Le président Assad collaborera avec l’Iran, la Russie et la Chine pour combler ses besoins. L’Iran a défié les sanctions américano-européennes en envoyant des pétroliers en Syrie qui ont passé par le détroit de Gibraltar à deux reprises. L’Iran construit des usines de fabrication de médicaments en Syrie et s’affaire à d’autres projets de concert avec la Russie et la Chine. La Syrie se tourne vers l’est et non vers l’ouest, car c’est la seule option qui lui reste. C’est le rêve de longue date de l’Axe de la Résistance. Le Liban, la Syrie et l’Irak se tournent vers l’Asie pour contrecarrer les sanctions américaines et européennes qui pèsent contre eux et leurs alliés au Moyen-Orient.
En imposant de nouvelles sanctions étouffantes à la Syrie, les USA aident le Levant à sortir de la sphère d’influence et de la présence américaines.

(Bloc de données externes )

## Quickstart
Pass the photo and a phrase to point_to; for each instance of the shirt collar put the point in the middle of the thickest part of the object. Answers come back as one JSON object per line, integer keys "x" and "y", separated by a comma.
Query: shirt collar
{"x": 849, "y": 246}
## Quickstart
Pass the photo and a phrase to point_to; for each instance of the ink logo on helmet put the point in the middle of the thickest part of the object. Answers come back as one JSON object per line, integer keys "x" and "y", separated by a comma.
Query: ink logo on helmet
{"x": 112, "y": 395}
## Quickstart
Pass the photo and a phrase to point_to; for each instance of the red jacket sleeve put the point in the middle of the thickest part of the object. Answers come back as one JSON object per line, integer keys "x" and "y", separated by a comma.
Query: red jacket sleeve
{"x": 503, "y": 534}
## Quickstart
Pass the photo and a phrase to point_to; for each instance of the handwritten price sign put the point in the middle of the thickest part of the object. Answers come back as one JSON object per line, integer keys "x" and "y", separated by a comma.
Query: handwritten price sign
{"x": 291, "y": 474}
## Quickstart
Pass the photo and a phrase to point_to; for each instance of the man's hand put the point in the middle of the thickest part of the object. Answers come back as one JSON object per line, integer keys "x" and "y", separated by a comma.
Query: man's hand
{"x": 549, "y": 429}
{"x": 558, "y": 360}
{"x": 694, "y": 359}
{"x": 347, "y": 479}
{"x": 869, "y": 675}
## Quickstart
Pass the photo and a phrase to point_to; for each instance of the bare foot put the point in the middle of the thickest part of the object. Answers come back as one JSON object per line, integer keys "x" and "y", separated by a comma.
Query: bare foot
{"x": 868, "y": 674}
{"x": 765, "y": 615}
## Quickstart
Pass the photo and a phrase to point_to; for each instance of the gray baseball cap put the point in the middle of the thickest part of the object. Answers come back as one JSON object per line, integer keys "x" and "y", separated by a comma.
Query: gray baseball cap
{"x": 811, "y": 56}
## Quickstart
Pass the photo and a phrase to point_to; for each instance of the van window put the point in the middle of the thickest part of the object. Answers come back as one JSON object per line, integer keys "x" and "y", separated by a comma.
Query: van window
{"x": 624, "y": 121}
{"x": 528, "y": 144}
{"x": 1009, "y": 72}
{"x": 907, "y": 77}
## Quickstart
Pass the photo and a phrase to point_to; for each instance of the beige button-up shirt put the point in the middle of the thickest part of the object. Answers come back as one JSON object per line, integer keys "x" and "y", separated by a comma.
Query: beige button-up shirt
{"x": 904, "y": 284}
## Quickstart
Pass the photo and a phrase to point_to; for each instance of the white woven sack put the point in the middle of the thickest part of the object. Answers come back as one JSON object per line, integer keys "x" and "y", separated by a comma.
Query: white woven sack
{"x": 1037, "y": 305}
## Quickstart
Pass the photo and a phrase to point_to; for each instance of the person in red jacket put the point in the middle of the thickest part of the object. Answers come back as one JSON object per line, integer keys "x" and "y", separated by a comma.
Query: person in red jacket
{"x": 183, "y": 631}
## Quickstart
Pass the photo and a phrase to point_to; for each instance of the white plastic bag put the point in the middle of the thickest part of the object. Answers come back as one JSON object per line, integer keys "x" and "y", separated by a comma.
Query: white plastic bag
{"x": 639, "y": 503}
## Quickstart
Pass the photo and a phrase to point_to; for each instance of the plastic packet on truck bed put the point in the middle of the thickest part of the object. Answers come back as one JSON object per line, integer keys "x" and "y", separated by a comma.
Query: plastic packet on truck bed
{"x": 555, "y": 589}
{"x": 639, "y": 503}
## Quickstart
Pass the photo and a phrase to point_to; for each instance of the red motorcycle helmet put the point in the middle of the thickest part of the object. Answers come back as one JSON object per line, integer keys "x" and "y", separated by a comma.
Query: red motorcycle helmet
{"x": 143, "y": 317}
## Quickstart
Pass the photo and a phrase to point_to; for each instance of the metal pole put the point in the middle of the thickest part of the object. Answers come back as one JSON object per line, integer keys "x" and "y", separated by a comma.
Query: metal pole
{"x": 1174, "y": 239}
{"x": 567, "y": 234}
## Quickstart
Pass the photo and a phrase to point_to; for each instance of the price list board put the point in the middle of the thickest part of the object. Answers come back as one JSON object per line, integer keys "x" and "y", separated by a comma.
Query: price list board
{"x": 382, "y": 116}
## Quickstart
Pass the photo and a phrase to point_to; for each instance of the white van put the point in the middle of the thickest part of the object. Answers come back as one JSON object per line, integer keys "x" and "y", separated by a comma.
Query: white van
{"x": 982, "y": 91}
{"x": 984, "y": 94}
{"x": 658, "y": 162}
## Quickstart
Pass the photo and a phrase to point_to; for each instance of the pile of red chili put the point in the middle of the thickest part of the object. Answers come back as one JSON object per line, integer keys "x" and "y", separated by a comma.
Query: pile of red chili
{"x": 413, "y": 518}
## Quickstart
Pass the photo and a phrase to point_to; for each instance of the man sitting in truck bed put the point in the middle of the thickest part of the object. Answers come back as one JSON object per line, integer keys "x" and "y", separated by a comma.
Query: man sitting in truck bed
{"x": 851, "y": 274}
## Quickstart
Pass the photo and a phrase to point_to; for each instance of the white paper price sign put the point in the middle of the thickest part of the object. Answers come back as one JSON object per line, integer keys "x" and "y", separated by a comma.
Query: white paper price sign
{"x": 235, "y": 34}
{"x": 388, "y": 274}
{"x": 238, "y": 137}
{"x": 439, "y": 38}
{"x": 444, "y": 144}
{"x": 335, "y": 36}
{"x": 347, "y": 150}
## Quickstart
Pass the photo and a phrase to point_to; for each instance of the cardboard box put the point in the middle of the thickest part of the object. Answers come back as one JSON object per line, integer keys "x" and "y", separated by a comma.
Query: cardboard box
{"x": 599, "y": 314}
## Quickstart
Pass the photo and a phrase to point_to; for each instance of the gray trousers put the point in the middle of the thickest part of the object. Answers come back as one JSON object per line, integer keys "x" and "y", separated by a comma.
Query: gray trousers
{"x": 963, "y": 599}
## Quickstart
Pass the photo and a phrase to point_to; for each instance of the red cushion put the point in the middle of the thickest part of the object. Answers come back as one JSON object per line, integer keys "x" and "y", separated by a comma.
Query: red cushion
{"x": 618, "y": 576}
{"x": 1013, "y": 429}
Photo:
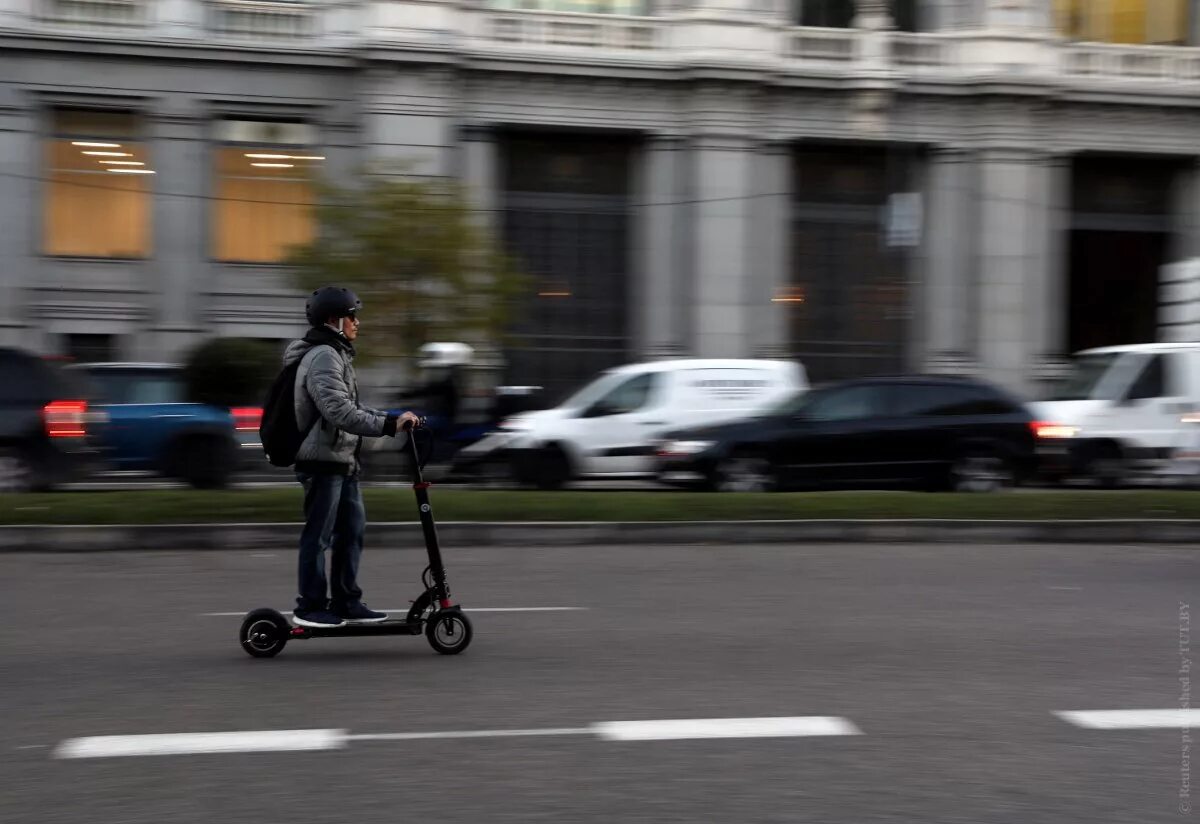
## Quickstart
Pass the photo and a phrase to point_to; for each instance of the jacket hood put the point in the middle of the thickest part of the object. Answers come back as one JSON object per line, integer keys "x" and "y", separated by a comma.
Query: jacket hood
{"x": 317, "y": 336}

L’Iran, la Russie, la Chine et la Syrie s’unissent en tant qu’alliés dans le cadre d’un projet intégré contre l’hégémonie des USA. La domination d’un État sur un autre n’a pas sa place dans ce concert de nations, où la solidarité est nécessaire pour aider la Syrie, par exemple, à se relever en tant que pays sain et fiable capable d’affronter les USA. Leur force s’accroît à mesure que la faiblesse des USA devient plus apparente, à un moment où le président Donald Trump lutte sur le plan intérieur et où son influence dans le monde s’affaiblit. Washington impose unilatéralement des sanctions aux pays et aux populations, en forçant certains de ses alliés à suivre, ce qui les amène à envisager sérieusement la possibilité de se détacher de ce « cordon ombilical » qui les étrangle.

La loi de César des USA vise à soumettre et à réprimer la nation et le peuple syriens, comme Washington a tenté de le faire avec l’Iran et le Venezuela, mais en échouant lamentablement jusqu’ici. Cette politique ne peut plus être efficace, car l’alliance russo-chinoise-iranienne est devenue importante pour de nombreux pays du Moyen-Orient. L’influence de cette alliance s’étend maintenant à la mer des Caraïbes. La loi de César se retournera contre ses architectes : « celui qui prépare le poison finira par l’avaler ».

Par Elijah J. Magnier ; traduction Daniel G.